Exhibition Marks 200th Anniversary of McGonagall Disaster

Filed under: News; in the year 2013, on the 12th day of April at 12:01 pm

’Twas on the 1st of April, and in the year of Eighteen thirteen,
That the whaler “Oscar” was wrecked not far from Aberdeen;
’Twas all on a sudden the wind arose, and a terrific blast it blew,
And the “Oscar” was lost, and forty-two of a gallant crew.

So begins The Wreck of the Whaler Oscar, a typical McGonagall gem commemorating this maritime disaster. Now, Aberdeen Maritime Museum has opened a new exhibition to mark the 200th anniversary of the event .

The whaling industry was no stranger to casualties at sea, but this particular wreck happened so close inshore as to be visible to many of the unfortunate sailors’ friends and relatives. It had a huge impact locally and led to the construction of a local lighthouse.  And to a rotten poem, of course.

Manuscript For Sale

Filed under: Media,News; in the year 2013, on the 18th day of February at 7:07 pm

Time for all true McGonagall fans to raid their piggy banks – The Guardian reports that an unpublished McGonagall manuscript is coming up for sale.

The poem, Lines in Praise of the Royal Marriage, was written in 1893 to mark the wedding of the Duke of York (later George V) and Princess May of Teck. Though short, it displays many of the great man’s distinguishing touches.

The manuscript comes up for sale at Bonhams on 8th May, where it is expected to fetch £3000 – so start saving those pennies!

McGonagall the Movie

Filed under: News; in the year 2013, on the 15th day of February at 1:19 pm

Moves are afoot to make a documentary film about the great poet & tragedian. It’s early days yet, but this short trailer has already been made:

Find out more about the project by visiting their Facebook page.

Cyber-McGonagall!

Filed under: News; in the year 2012, on the 29th day of October at 12:10 pm

Earlier this year, the Journal of Experimental & Theoretical Artificial Intelligence published a paper by Messrs Manurung, Ritchie and Thompson entitled Using genetic algorithms to create meaningful poetic text. In it they describe an AI system built to produce computer-generated poetry, which they’ve named “McGONAGALL”. According to the authors:

McGONAGALL, applies the genetic algorithm to construct [poems]. It uses a sophisticated linguistic formalism to represent its genomic information, from which can be computed the phenotypic information of both semantic representations and patterns of stress.

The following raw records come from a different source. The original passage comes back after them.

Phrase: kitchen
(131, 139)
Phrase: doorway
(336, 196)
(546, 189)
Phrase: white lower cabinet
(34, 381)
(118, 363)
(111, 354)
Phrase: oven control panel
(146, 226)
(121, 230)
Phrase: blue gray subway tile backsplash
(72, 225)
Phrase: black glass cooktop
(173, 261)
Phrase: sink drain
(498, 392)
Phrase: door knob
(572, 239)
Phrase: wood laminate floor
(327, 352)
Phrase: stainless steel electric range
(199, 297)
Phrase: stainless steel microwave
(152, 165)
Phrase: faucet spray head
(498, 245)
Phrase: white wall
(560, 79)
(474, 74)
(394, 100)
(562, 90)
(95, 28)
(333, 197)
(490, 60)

So how does this methodology compare with reading the papers, finding a disaster, and shoehorning in as many “November/remember”, “cried/died” and  “seen/green/Her Majesty the Queen” rhymes as you can? Here’s an example of the bionic bard’s handiwork when seeded with a couple of lines of Hilaire Belloc:

They play. An expense is a waist.
A lion, he dwells in a dish.
He dwells in a skin.
A sensitive child,
he dwells in a child with a fish.

Apparently, like it’s namesake, McGONAGALL is able to generate relatively meaningful poems if the constraints of metre are relaxed, or metrical poems which don’t make much sense, but struggles to combine sense and metre in a single work. Its reaction to railway bridges is unrecorded.

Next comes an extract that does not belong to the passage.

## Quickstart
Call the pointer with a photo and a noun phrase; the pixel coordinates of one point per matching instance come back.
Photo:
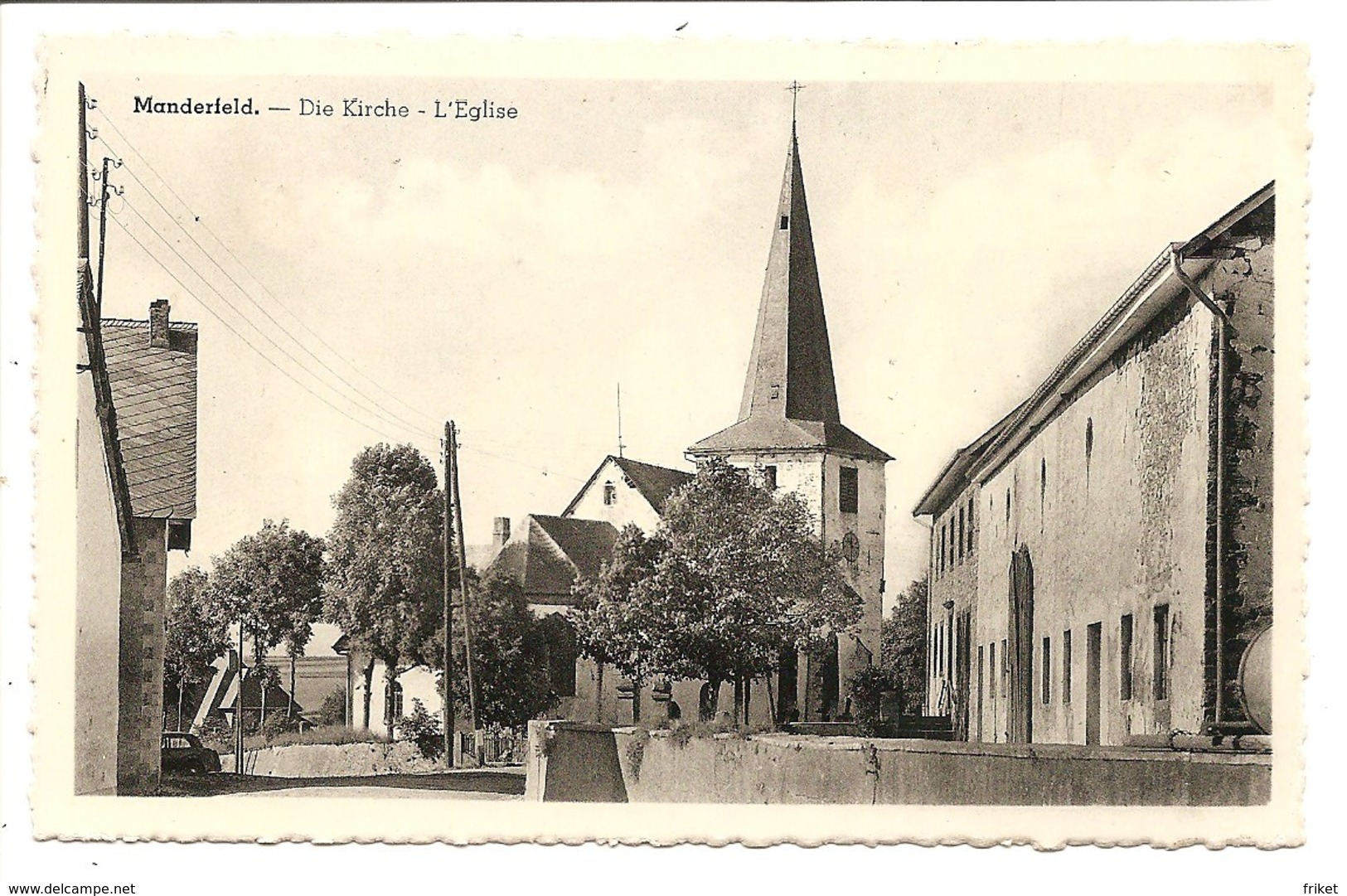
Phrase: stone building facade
(1116, 555)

Perhaps predictably, I’m happy to stick with the old flesh-and-blood version of poetic imperfection. Thanks to Improbable Research for bringing this paper to my attention.

Poetry, Whisky, Haggis and Mayhem

Filed under: News; in the year 2012, on the 12th day of January at 4:50 pm

Scots whisky distillers Auchentoshan are suggesting their customers hold “a Burns Night with a difference” later this month, by staging a series of events at bars and restaurants across the UK entitled “Auchentoshan Presents… A William McGonagall Burns Supper”.

Promising an evening of “Poetry, Whisky, Haggis and general Mayhem”, they’ve published a do-it-yourself kit which includes menus, place settings, invites and suggested readings should you want to stage a Burns/McGonagall supper in your own home.

I must say that some of their accompanying notes really put the “tosh” in Auchentoshan:

William McGonagall and Robert Burns were both poets that lived and worked in Scotland in the early 1800s. The pair were famously arch enemies as Burns was a traditionalist yet McGonagall was a renegade. Auchentoshan’s McGonagall Burns Supper is to celebrate McGonagall’s flair for challenging perceptions of poetry.

More than a few factual errors in there! They actually worked at different ends of the 19th century, and McGonagall was a great admirer of Burns’ work. Still, it’s good to see anything which raises the profile of the Poet & Tragedian – even if it’s a pretty thinly disguised attempt to sell more of the demon drink!